Daughter Jennifer’s birth in 1975 was also front-page news.
“The hospital had no robes big enough for him,” Lawrence said, “so we decided he wouldn’t go into the delivery room. This is why small towns are so important. They took his robe, which is now in the Iowa State wrestling hall of fame, sanitized it and had it ready for him.”
Jenny, 37, a 1993 DUHS graduateis now an attorney in Chicago, though she doesn’t practice law.
She is in human resources with Walgreens. Like her father, the star softball pitcher won the All-Sports Award.
Taylor was born at Lee Memorial Hospital on June 13, 1950.
He grew up on Second Avenue, near the former McKinley Elementary School, which he attended.
“When they built Kincheloe, his mom (Vera) wanted the whole community to know Chris and not be scared of his size,” Lawrence told Dowagiac Rotary Club Thursday noon at Elks Lodge 889, which is across Riverside Drive from his final resting place.
“They asked for volunteers to go to Kincheloe, so she chose to send him to Kincheloe.
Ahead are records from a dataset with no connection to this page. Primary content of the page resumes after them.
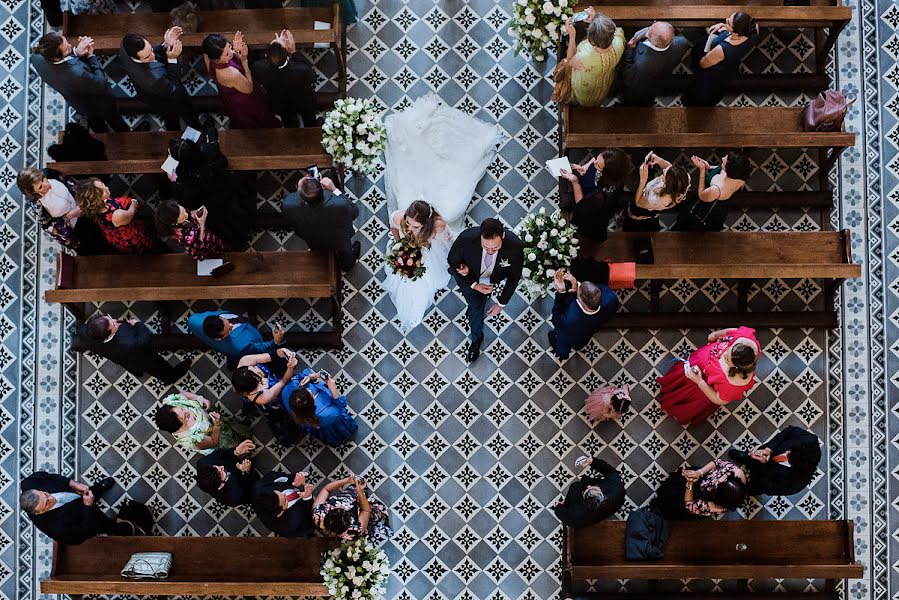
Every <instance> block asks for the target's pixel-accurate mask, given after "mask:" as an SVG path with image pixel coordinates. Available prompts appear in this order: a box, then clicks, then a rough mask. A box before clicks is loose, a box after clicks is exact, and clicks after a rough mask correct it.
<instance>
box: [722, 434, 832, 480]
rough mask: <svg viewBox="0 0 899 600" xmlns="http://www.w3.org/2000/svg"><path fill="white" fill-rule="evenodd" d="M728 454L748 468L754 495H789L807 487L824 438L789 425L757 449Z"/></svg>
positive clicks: (729, 451) (736, 460)
mask: <svg viewBox="0 0 899 600" xmlns="http://www.w3.org/2000/svg"><path fill="white" fill-rule="evenodd" d="M727 455H728V456H729V457H730V458H732V459H733V460H734V462H737V463H740V464H742V465H745V466H746V468H747V469H748V470H749V486H748V487H747V490H746V491H747V493H748V494H749V495H751V496H758V495H760V494H768V495H770V496H790V495H792V494H798V493H799V492H801V491H802V490H804V489H806V488H807V487H808V486H809V485H811V483H812V479H814V478H815V470H817V468H818V463H819V462H821V440H819V439H818V436H816V435H815V434H814V433H812V432H811V431H806V430H804V429H800V428H799V427H794V426H792V425H791V426H790V427H787V428H786V429H784V430H783V431H781V432H780V433H778V434H777V435H775V436H774V437H773V438H771V439H770V440H769V441H768V443H766V444H764V445H763V446H762V447H760V448H759V449H758V450H753V451H752V452H743V451H741V450H730V451H728V453H727Z"/></svg>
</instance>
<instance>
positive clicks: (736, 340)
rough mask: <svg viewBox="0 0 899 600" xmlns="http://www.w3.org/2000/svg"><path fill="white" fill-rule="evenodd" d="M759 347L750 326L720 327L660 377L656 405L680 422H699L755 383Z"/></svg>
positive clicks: (759, 347)
mask: <svg viewBox="0 0 899 600" xmlns="http://www.w3.org/2000/svg"><path fill="white" fill-rule="evenodd" d="M761 353H762V350H761V346H760V345H759V342H758V340H756V339H755V330H754V329H750V328H749V327H737V328H731V329H721V330H719V331H715V332H712V334H710V335H709V343H708V344H706V345H705V346H703V347H702V348H699V349H698V350H694V351H693V353H691V354H690V357H689V358H688V359H687V360H686V361H678V362H676V363H675V364H674V366H672V367H671V369H669V371H668V373H667V374H665V375H664V376H662V377H659V384H660V385H661V390H659V405H660V406H661V408H662V410H664V411H665V412H666V413H668V414H669V415H671V416H672V417H674V418H675V419H676V420H677V422H678V423H680V424H681V425H699V424H700V423H702V422H703V421H705V420H706V419H708V418H709V417H710V416H711V415H712V413H714V412H715V411H716V410H718V408H719V407H720V406H724V405H725V404H729V403H730V402H733V401H735V400H739V399H741V398H742V397H743V394H744V393H746V392H748V391H749V390H751V389H752V386H753V385H755V367H756V364H757V363H758V359H759V357H760V356H761Z"/></svg>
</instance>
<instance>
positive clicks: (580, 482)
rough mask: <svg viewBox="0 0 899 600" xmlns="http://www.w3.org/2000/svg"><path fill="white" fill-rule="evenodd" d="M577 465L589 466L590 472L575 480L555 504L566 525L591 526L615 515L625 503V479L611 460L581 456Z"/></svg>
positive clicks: (566, 525) (568, 526) (569, 486)
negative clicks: (614, 467) (623, 477)
mask: <svg viewBox="0 0 899 600" xmlns="http://www.w3.org/2000/svg"><path fill="white" fill-rule="evenodd" d="M574 465H575V466H576V467H584V468H586V467H589V468H590V472H589V473H588V474H585V475H581V478H580V479H579V480H578V481H575V482H574V483H572V484H571V485H570V486H569V488H568V493H567V494H565V500H564V501H563V502H559V503H557V504H556V505H555V506H553V508H552V509H553V512H554V513H556V517H558V519H559V521H561V522H562V525H565V526H566V527H587V526H588V525H593V524H594V523H599V522H600V521H602V520H603V519H607V518H608V517H610V516H612V515H613V514H615V513H616V512H618V509H620V508H621V507H622V506H623V505H624V482H623V481H622V480H621V475H620V474H619V473H618V471H617V470H615V468H614V467H612V466H611V465H610V464H609V463H607V462H606V461H604V460H602V459H598V458H588V457H586V456H581V457H580V458H578V459H577V461H575V463H574Z"/></svg>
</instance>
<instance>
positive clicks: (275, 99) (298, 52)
mask: <svg viewBox="0 0 899 600" xmlns="http://www.w3.org/2000/svg"><path fill="white" fill-rule="evenodd" d="M252 71H253V77H255V78H256V81H258V82H259V83H260V84H261V85H262V87H264V88H265V91H266V92H268V94H267V98H268V103H269V106H271V107H272V110H273V111H275V113H276V114H277V115H278V116H279V117H281V122H282V123H284V126H285V127H299V126H300V121H299V119H298V118H297V114H299V115H300V117H302V118H303V125H304V126H306V127H313V126H315V124H316V120H315V79H316V77H315V69H313V68H312V65H311V64H309V61H308V60H306V58H305V57H304V56H303V55H302V54H301V53H300V52H297V45H296V42H295V41H294V39H293V33H291V31H290V30H289V29H284V30H282V31H281V33H279V34H278V35H276V36H275V39H274V40H272V43H270V44H269V45H268V53H267V54H266V57H265V58H260V59H259V60H257V61H256V62H254V63H253V66H252Z"/></svg>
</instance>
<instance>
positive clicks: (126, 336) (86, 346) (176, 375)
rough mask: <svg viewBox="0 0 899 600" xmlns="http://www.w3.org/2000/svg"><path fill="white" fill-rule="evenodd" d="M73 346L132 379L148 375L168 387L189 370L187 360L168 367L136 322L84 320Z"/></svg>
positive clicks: (167, 365) (106, 318) (151, 334)
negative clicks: (110, 360)
mask: <svg viewBox="0 0 899 600" xmlns="http://www.w3.org/2000/svg"><path fill="white" fill-rule="evenodd" d="M75 338H76V342H75V345H76V346H80V347H83V348H84V349H86V350H90V351H91V352H93V353H94V354H99V355H100V356H102V357H103V358H106V359H108V360H111V361H112V362H114V363H115V364H117V365H119V366H120V367H122V368H124V369H125V370H126V371H128V372H129V373H131V374H132V375H134V376H135V377H143V375H144V373H149V374H150V375H151V376H153V377H155V378H156V379H158V380H159V381H161V382H163V383H164V384H166V385H172V384H173V383H175V382H176V381H178V380H179V379H181V378H182V377H184V376H185V375H187V372H188V371H189V370H190V360H189V359H184V360H182V361H181V362H179V363H178V364H177V365H175V366H172V365H170V364H169V362H168V361H167V360H166V359H164V358H163V357H162V356H160V354H159V352H158V351H157V350H156V348H154V347H153V334H152V333H151V332H150V329H149V328H148V327H147V326H146V325H144V324H143V323H141V322H140V321H139V320H138V319H128V320H120V319H113V318H112V317H110V316H109V315H97V316H94V317H91V318H90V319H88V320H87V323H85V325H84V326H83V327H81V328H80V329H79V331H78V332H77V333H76V335H75Z"/></svg>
I’m asked to speak every four years. I’ve spoken in Decatur, but you’re the first adult group I’ve ever spoken to,” the longtime elementary teacher said, showing that Taylor’s size 17 rings in which a quarter fits inside.
She brought Taylor’s red Iowa State letter jacket with the gold “I” — which Chris joked stood for his IQ.
He wrestled for Iowa State two years, 1972-73.
“He won nationals both years. I asked him one time why he went to Iowa State. Arizona State recruited him. West Virginia called my parents’ house. He had a sense of humor. He said he liked their letter jacket,” Lawrence said.
“He won the bronze medal at the Munich Olympics — it’s heavier than you think — when the Israelis were killed. Athletes were beginning to wear ID badges. Chris never wore one. Everyone knew who he was. He heard the shots in the morning and knew some of the men who were killed.”
Taylor’s two sisters are florists — one in Paw Paw, one in Cassopolis.
“The town helped pay for his parents and sisters to go to the Olympics, which was fantastic,” Lawrence said. “They had never been on a plane when they flew from South Bend to Detroit” to Germany, where they stayed with a farm family whose home connected to their barn.
Leading up to the Olympics, Taylor had no one to practice against except rolled-up mats because they feared injury.
Lynne found him when he passed away at 8:30 p.m. on June 30, 1979, from blood clots. Jenny was 3.
Lynne stayed in Iowa for five years, finally deciding her night job in a sandpaper factory was too much, so finished her liberal arts degree at Western Michigan.
Almost 29 years ago she married Tom Lawrence, a retired city employee and brother of Bill Lawrence, an attorney who is a former school board member. They co-own Beeson Street Bar and Grill. Their daughter, Sara, coaches Dowagiac varsity volleyball and middle school track.